Scale-In with MariaDB Xpand 6.1

Overview

MariaDB Xpand 6.1 can be scaled in, which reduces the number of Xpand nodes in the cluster.

Compatibility

Information provided here applies to:

  • MariaDB Xpand 6.1

Use Cases

Some use cases for scale-in:

  • To reduce operating costs following a peak event (i.e., following Cyber-Monday).

  • To allocate servers for other purposes.

  • To remove failing hardware. (See ALTER CLUSTER DROP to drop a permanently failed node.)

Review Target Cluster Configuration

  • MariaDB Xpand requires a minimum of three nodes to support production systems. Going from three or more nodes to a single node is not supported via the steps outlined on this page.

  • When Zones are configured, Xpand requires a minimum of 3 zones.

  • For clusters deployed in zones, Xpand requires an equal number of nodes in each zone.

  • Ensure that the target cluster has has sufficient space. See Allocating Disk Space for Fault Tolerance and Availability.

Scale-In

Step 1: Obtain Node IDs

On any Xpand node, obtain the node ID for each Xpand node that will be removed from the cluster by querying the system.nodeinfo system table:

SELECT *
FROM system.nodeinfo
ORDER BY nodeid;

Step 2: Softfail Nodes

On any Xpand node, softfail one or more Xpand nodes by executing ALTER CLUSTER SOFTFAIL and specifying a comma-separated list of node IDs:

ALTER CLUSTER SOFTFAIL nodeid [, nodeid] ...

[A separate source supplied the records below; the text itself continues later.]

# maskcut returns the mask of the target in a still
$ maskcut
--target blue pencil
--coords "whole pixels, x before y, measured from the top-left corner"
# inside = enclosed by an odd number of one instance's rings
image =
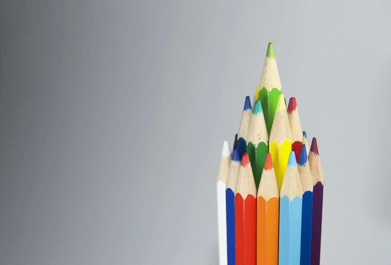
[[[246,152],[247,134],[252,114],[253,109],[251,107],[250,97],[248,96],[246,97],[246,100],[244,101],[244,107],[242,114],[242,120],[240,120],[240,125],[239,126],[239,131],[238,132],[238,152],[239,157],[241,158],[243,154]]]
[[[240,167],[240,159],[238,154],[238,148],[234,146],[225,190],[228,265],[235,264],[235,186]]]
[[[279,265],[300,264],[302,196],[296,157],[292,151],[280,193]]]
[[[301,211],[301,240],[300,265],[310,265],[311,254],[311,228],[312,220],[312,178],[307,160],[305,145],[301,146],[297,161],[299,175],[303,189]]]

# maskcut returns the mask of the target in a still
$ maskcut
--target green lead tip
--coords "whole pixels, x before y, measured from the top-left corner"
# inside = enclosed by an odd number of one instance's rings
[[[259,99],[255,101],[253,108],[253,114],[257,114],[262,111],[262,106],[261,106],[261,101]]]
[[[274,56],[274,50],[273,49],[273,43],[271,42],[269,42],[269,45],[267,46],[266,57],[273,58],[273,59],[276,59],[276,56]]]

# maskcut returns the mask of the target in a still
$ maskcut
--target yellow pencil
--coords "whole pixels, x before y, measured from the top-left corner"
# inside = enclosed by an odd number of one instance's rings
[[[276,172],[278,189],[281,190],[289,153],[292,151],[292,133],[284,95],[282,94],[278,96],[273,125],[269,138],[269,147]]]

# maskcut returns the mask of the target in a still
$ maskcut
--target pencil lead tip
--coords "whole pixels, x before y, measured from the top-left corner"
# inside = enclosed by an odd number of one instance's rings
[[[301,149],[300,150],[300,154],[299,155],[299,159],[297,163],[302,166],[307,161],[307,151],[305,149],[305,145],[301,145]]]
[[[259,99],[259,87],[257,86],[255,88],[255,93],[254,95],[254,98],[256,100]]]
[[[264,169],[267,170],[271,169],[273,168],[273,161],[271,161],[271,155],[270,153],[267,153],[266,154],[266,158],[265,159],[265,165],[264,166]]]
[[[291,98],[289,99],[289,103],[288,104],[288,113],[290,114],[292,112],[296,109],[297,107],[297,103],[296,103],[296,98],[295,97]]]
[[[247,153],[244,153],[242,157],[242,163],[240,163],[240,165],[242,167],[246,167],[249,163],[250,159],[248,158],[248,154]]]
[[[273,49],[273,43],[269,42],[267,45],[267,51],[266,52],[266,57],[273,58],[273,59],[276,59],[276,56],[274,55],[274,50]]]
[[[297,165],[296,163],[296,155],[295,154],[294,151],[292,151],[289,153],[289,158],[288,159],[288,166],[294,166]]]
[[[253,114],[257,114],[261,111],[262,111],[262,106],[261,106],[261,101],[258,99],[255,101],[255,104],[254,104]]]
[[[239,157],[239,153],[238,152],[238,147],[233,147],[233,151],[232,151],[232,158],[231,159],[233,161],[240,161],[240,158]]]
[[[246,100],[244,101],[244,107],[243,108],[243,111],[246,109],[251,108],[251,101],[250,100],[250,97],[247,96],[246,97]]]
[[[284,95],[282,94],[278,96],[278,100],[277,102],[277,107],[276,111],[280,111],[282,110],[286,111],[286,105],[285,105],[285,100],[284,99]]]
[[[222,145],[222,150],[221,154],[224,156],[228,156],[231,154],[231,148],[230,148],[230,144],[228,141],[224,141]]]
[[[312,138],[312,142],[311,143],[311,149],[310,151],[312,151],[316,154],[319,155],[319,151],[317,150],[317,143],[316,142],[316,138],[315,137]]]

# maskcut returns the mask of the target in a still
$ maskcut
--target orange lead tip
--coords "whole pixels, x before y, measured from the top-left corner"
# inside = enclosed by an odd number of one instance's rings
[[[266,158],[265,159],[265,165],[264,166],[264,169],[267,170],[271,169],[273,168],[273,161],[271,161],[271,155],[270,153],[267,153],[266,154]]]
[[[240,165],[242,167],[246,167],[246,165],[249,163],[250,159],[248,158],[248,154],[247,153],[244,153],[242,157],[242,163]]]

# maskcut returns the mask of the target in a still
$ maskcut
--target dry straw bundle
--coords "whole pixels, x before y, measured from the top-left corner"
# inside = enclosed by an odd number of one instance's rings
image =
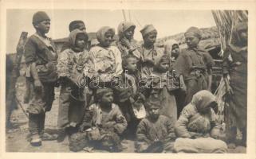
[[[220,56],[223,56],[223,51],[232,41],[234,25],[240,21],[247,21],[248,12],[246,10],[213,10],[212,14],[219,30],[222,47]],[[224,107],[228,107],[227,103],[225,102],[225,95],[226,87],[224,80],[222,78],[220,84],[215,92],[219,106],[217,116],[219,123],[224,122]]]

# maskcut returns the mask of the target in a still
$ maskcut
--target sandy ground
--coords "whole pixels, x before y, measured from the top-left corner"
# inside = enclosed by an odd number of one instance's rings
[[[20,79],[19,81],[24,81],[24,79]],[[25,85],[23,82],[18,83],[17,84],[17,96],[20,101],[23,99],[23,93],[25,90]],[[45,131],[49,133],[57,132],[57,117],[58,110],[58,96],[59,90],[56,89],[56,97],[53,102],[53,105],[51,111],[46,114],[45,120]],[[23,104],[26,109],[28,106],[27,104]],[[57,152],[71,152],[69,149],[69,141],[68,138],[61,142],[58,143],[57,141],[44,141],[42,145],[40,147],[31,146],[30,144],[26,140],[26,136],[29,134],[28,131],[28,118],[22,111],[19,107],[18,110],[14,111],[11,122],[14,126],[14,129],[9,130],[6,135],[6,152],[47,152],[47,153],[57,153]],[[124,149],[123,153],[133,153],[134,152],[134,141],[124,140],[122,145]],[[81,151],[86,152],[86,151]],[[93,149],[93,152],[104,152]],[[238,146],[234,149],[229,149],[228,153],[246,153],[246,148],[242,146]]]

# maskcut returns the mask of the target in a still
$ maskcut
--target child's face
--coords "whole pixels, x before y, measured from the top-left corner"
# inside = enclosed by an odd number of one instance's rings
[[[189,48],[196,48],[200,39],[194,33],[189,32],[185,34],[186,43]]]
[[[156,106],[151,106],[149,107],[148,114],[150,118],[156,119],[160,116],[160,108]]]
[[[157,33],[153,32],[146,35],[144,38],[144,43],[148,45],[153,45],[156,41]]]
[[[86,37],[83,34],[77,34],[76,38],[75,45],[81,49],[85,48],[86,45]]]
[[[111,91],[104,93],[100,100],[100,103],[106,106],[111,106],[112,102],[113,102],[113,93]]]
[[[128,58],[125,69],[130,72],[135,72],[137,70],[137,60],[134,57]]]
[[[42,33],[47,33],[50,28],[50,21],[45,20],[36,24],[35,28]]]
[[[125,32],[124,32],[124,37],[128,39],[131,40],[133,37],[134,35],[134,27],[130,27],[128,28]]]
[[[172,45],[171,56],[176,56],[179,53],[179,47],[178,45]]]
[[[108,47],[113,41],[114,35],[111,32],[107,32],[104,34],[104,39],[102,41],[102,45],[104,47]]]
[[[163,72],[167,72],[168,71],[170,67],[170,63],[167,61],[162,61],[160,64],[159,69],[163,71]]]
[[[77,29],[80,29],[81,31],[86,31],[86,28],[84,23],[78,23],[77,24]]]

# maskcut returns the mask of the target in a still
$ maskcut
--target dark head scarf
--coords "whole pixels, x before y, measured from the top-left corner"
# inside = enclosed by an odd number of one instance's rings
[[[120,40],[124,37],[124,32],[131,27],[133,27],[135,29],[136,28],[135,24],[129,21],[122,21],[121,23],[119,24],[117,27],[117,31],[118,31],[118,36]]]
[[[153,33],[153,32],[157,33],[157,31],[156,31],[156,28],[154,27],[153,25],[146,25],[140,30],[140,33],[141,33],[141,35],[142,35],[143,37],[144,37],[148,33]]]
[[[240,32],[242,30],[247,30],[248,29],[248,23],[247,22],[238,22],[234,26],[233,29],[233,37],[231,44],[234,45],[239,46],[242,45],[242,41],[240,37]]]
[[[73,30],[72,32],[70,32],[70,33],[69,33],[69,44],[70,44],[70,46],[73,48],[73,49],[77,50],[77,51],[83,51],[83,50],[81,50],[81,48],[77,48],[75,45],[76,39],[77,39],[77,37],[78,34],[83,34],[85,36],[85,41],[88,41],[87,33],[84,31],[81,31],[80,29],[76,29]]]
[[[82,21],[79,21],[79,20],[73,21],[70,22],[70,24],[69,25],[69,32],[72,32],[73,30],[78,29],[78,27],[79,27],[78,24],[83,24],[85,26],[85,22]]]
[[[49,17],[47,15],[45,12],[39,11],[35,13],[33,15],[33,24],[37,24],[42,21],[50,20]]]
[[[100,43],[104,42],[105,33],[108,31],[115,35],[115,29],[109,26],[103,26],[96,32],[96,39]]]

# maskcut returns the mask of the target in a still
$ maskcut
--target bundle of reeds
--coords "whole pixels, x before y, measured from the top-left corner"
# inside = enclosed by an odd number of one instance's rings
[[[220,37],[222,47],[220,56],[223,56],[223,51],[231,43],[234,25],[239,21],[247,21],[248,12],[246,10],[213,10],[212,14]],[[226,87],[222,78],[215,92],[219,107],[217,119],[219,123],[224,122],[224,107],[228,107],[225,103],[225,94]]]

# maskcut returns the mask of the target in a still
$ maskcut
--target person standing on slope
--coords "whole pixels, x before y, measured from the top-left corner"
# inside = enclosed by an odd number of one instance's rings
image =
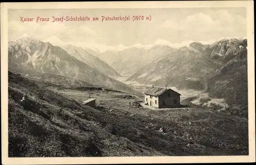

When one or more nodes are softfailed, Xpand directs the Rebalancer to move all data from the softfailed nodes to other nodes within the cluster. The Rebalancer performs this task in the background without interrupting queries.

Step 3: Verify Softfailed Nodes

On any Xpand node, verify that the specified Xpand nodes are softfailed by querying the system.softfailed_nodes system table:

SELECT *
FROM system.softfailed_nodes;
+--------+-------+
| nodeid | ready |
+--------+-------+
|      9 |     0 |
|     10 |     0 |
+--------+-------+

When the ready column for a node is 0, the node is being softfailed, but it is not yet ready for removal.

Step 4: If Binary Logs Are Enabled, Reform the Cluster

If your Xpand cluster does not have binary logs, skip this step and continue starting from "Step 5: Wait for Softfail".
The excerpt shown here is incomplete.